Superintendent Carrie Ballinger told the Rockcastle County Board of Education that the district is preparing a phased rollout of a monitored communications platform (branded as “Rooms” in the district app), is collecting parental waivers for volunteers and will continue to track related state developments tied to Senate Bill 181.
Why it matters: the platform and volunteer tracking are described by the superintendent as measures to centralize school–family communication, provide an auditable message trail and ensure compliance with anticipated state requirements.
What the superintendent said: Ballinger said she had discussed legislative timing with state Representative Josh Bray and that she had no indication the legislature would reconvene immediately; "It looks like that it will be January" before the legislature can readdress the bill, she said. Locally, Ballinger said district staff have prepared parent waivers and are developing school-level tracking to manage the forms during the summer and at the start of the school year.
Rooms app and communications: Ballinger and district staff described Rooms as an integrated feature of the Rockcastle County Schools app that will present district notices and class- or team-level feeds to families. The district said Rooms provides messaging functionality that can be monitored and tracked to show whether communications were posted and seen. Staff emphasized that student-to-student direct messaging is disabled; teacher-to-student messaging is allowed and monitored for safety and recordkeeping. The district plans training for coaches and teachers and will provide back-to-school support for parents who need help downloading or using the app.
Volunteer waivers and implementation: Ballinger said the district is collecting waivers at central office during the summer and will transfer them to individual schools when classes resume. She described internal planning to maintain a school-level tracking system for waivers so administrators can verify volunteers’ status.

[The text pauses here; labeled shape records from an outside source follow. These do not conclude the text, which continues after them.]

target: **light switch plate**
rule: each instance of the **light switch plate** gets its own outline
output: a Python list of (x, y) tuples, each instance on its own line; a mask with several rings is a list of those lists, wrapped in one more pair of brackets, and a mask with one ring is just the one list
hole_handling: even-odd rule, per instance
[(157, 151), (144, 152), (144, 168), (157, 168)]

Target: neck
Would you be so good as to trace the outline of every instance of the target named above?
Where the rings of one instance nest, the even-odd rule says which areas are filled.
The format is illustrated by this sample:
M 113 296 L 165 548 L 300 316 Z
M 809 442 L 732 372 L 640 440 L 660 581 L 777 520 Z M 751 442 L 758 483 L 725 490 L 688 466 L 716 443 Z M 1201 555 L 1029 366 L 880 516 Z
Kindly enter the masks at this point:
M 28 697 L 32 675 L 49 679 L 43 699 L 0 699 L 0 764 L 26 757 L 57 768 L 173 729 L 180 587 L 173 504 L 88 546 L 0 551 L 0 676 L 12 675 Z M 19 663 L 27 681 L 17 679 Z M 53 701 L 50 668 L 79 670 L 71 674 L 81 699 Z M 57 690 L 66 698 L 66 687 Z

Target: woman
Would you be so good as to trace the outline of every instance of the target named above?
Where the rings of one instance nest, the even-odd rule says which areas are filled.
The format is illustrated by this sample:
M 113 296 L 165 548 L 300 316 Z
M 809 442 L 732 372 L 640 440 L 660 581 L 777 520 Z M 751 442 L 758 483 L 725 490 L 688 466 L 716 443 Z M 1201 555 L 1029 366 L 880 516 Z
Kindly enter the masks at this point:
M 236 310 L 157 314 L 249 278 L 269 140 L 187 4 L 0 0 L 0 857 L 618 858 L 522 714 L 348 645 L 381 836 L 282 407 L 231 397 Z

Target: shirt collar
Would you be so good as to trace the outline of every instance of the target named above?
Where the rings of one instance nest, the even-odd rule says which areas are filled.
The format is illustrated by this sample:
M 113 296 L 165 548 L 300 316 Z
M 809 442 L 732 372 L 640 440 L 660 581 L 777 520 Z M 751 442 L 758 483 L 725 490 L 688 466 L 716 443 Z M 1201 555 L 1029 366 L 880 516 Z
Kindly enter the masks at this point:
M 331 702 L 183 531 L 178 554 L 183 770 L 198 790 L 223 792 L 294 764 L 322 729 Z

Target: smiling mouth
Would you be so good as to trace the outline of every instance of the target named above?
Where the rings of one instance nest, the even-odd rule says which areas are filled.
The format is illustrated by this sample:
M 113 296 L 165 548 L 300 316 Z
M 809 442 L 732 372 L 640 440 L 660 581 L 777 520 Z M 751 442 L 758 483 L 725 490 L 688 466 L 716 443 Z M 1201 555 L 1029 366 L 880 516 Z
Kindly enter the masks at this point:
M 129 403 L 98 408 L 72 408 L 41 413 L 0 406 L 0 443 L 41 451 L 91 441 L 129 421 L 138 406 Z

Why some board members support the steps: board members said they view the app and waivers as tools to protect students and staff, reduce fragmented group-text communication and provide clearer records of outreach. The superintendent noted the district will provide marketing and in-person help at open houses to assist grandparents and other caregivers in setting up access.
Ending: the board accepted the update; staff offered to demonstrate the Rooms platform to board members on request and to provide parent training at school open houses.